He stopped dead in his tracks. He didn’t take off his coat. He just slowly put his leather briefcase down on the floor. I watched as all the color completely drained from his face, leaving him looking pale and suddenly much older. The silence in the kitchen was deafening.
“Who is Lily?” I asked. My voice was surprisingly calm, devoid of any anger. I was too terrified of the answer to be angry yet. He didn’t move toward me. He just stood by the mudroom door, staring at the pink card. He let out a long, shaky breath.
“She’s Marcus’s daughter.” Marcus. The name sent a jolt of shock through me. Marcus had been David’s best friend since their freshman year of college. They were practically brothers. But twelve years ago, Marcus was killed instantly in a horrific construction site accident. The scaffolding had collapsed.
It was the darkest period of our marriage; David had been inconsolable for months. “Marcus’s daughter?” I repeated, my brow furrowing in deep confusion. “David, you were a pallbearer at his funeral. You sobbed on my shoulder and told me how tragic it was that he had absolutely no one left in the world.
You told me he had no wife. No family. No children.” David finally moved, walking over to the kitchen table and sinking heavily into a chair. He rested his elbows on his knees and buried his face in his hands. “He didn’t know about her.
Not until the very end.” I turned on my stool to face him, demanding him to look at me. “Explain. Now.” “Marcus found out he had a daughter just three weeks before the accident,” David said, his voice muffled behind his hands. “He called me in a panic.
He didn’t know what to do.
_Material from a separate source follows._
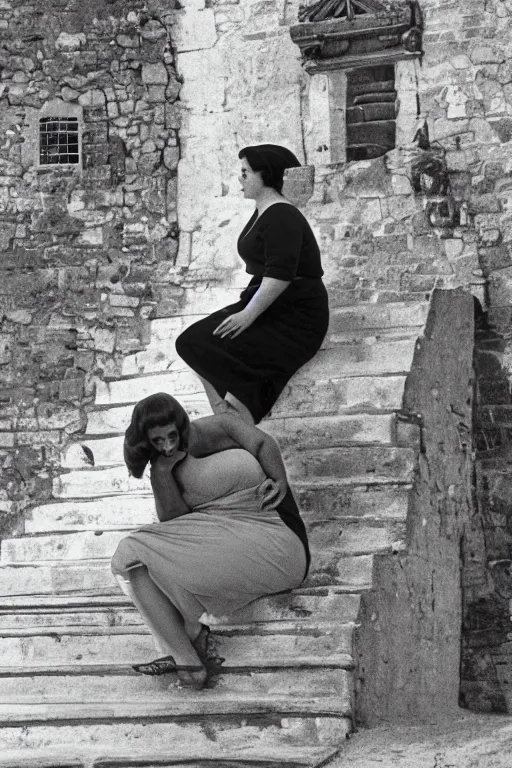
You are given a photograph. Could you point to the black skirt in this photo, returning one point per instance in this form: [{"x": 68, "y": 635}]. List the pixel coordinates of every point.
[{"x": 256, "y": 365}]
He was trying to figure out how to be a father, how to step up. When the accident happened… he was still alive when they loaded him into the ambulance. I met him at the hospital before he died.” I remembered that awful night.
David had rushed to the trauma center in the middle of a thunderstorm. “He was fading fast,” David continued, finally looking up at me. His eyes were red. “He grabbed my shirt. He told me, ‘If something happens to me, promise me you’ll make sure she’s okay.
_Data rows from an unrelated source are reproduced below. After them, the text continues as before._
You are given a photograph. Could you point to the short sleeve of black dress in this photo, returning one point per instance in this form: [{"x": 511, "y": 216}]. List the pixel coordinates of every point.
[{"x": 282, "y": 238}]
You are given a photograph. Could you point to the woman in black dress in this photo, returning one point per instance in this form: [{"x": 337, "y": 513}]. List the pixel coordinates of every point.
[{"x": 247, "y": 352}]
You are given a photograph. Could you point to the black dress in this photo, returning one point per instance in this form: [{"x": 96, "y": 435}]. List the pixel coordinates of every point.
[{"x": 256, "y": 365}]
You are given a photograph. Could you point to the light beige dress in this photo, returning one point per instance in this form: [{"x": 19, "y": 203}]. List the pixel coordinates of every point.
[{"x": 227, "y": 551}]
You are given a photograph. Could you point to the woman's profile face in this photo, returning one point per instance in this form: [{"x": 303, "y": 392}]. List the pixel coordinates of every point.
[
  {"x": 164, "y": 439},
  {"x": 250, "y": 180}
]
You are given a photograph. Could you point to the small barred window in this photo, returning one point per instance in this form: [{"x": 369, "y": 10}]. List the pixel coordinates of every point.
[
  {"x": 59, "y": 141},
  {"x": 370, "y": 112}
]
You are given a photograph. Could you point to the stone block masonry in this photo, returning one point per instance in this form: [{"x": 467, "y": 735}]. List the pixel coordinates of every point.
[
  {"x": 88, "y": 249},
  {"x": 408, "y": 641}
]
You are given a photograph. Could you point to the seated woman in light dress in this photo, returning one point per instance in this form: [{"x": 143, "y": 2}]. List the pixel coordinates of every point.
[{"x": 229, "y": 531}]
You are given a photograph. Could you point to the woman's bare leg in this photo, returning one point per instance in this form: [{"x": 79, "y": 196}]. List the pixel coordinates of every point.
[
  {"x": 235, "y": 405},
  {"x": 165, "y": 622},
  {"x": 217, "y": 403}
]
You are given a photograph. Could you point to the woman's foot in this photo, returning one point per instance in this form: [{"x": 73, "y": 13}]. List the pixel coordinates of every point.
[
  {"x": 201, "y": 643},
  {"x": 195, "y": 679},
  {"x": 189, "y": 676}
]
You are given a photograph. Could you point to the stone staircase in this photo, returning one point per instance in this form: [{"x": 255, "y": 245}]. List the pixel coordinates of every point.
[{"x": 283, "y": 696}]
Promise me.’ I swore to him I would. He died ten minutes later.” I sat there, absorbing the weight of this tragic story. It was heartbreaking. It was noble, even. But the math and the secrecy were completely suffocating me. “Twelve years, David,” I said, my voice finally cracking.
“You have been sending this girl cards for twelve years? Why hide it from me? If it was just a promise to a dead best friend, why didn’t you tell your wife?” “Because I didn’t want to explain it,” he said defensively. “It was $200 every birthday.
That’s $2,400 over twelve years. It wasn’t hurting us.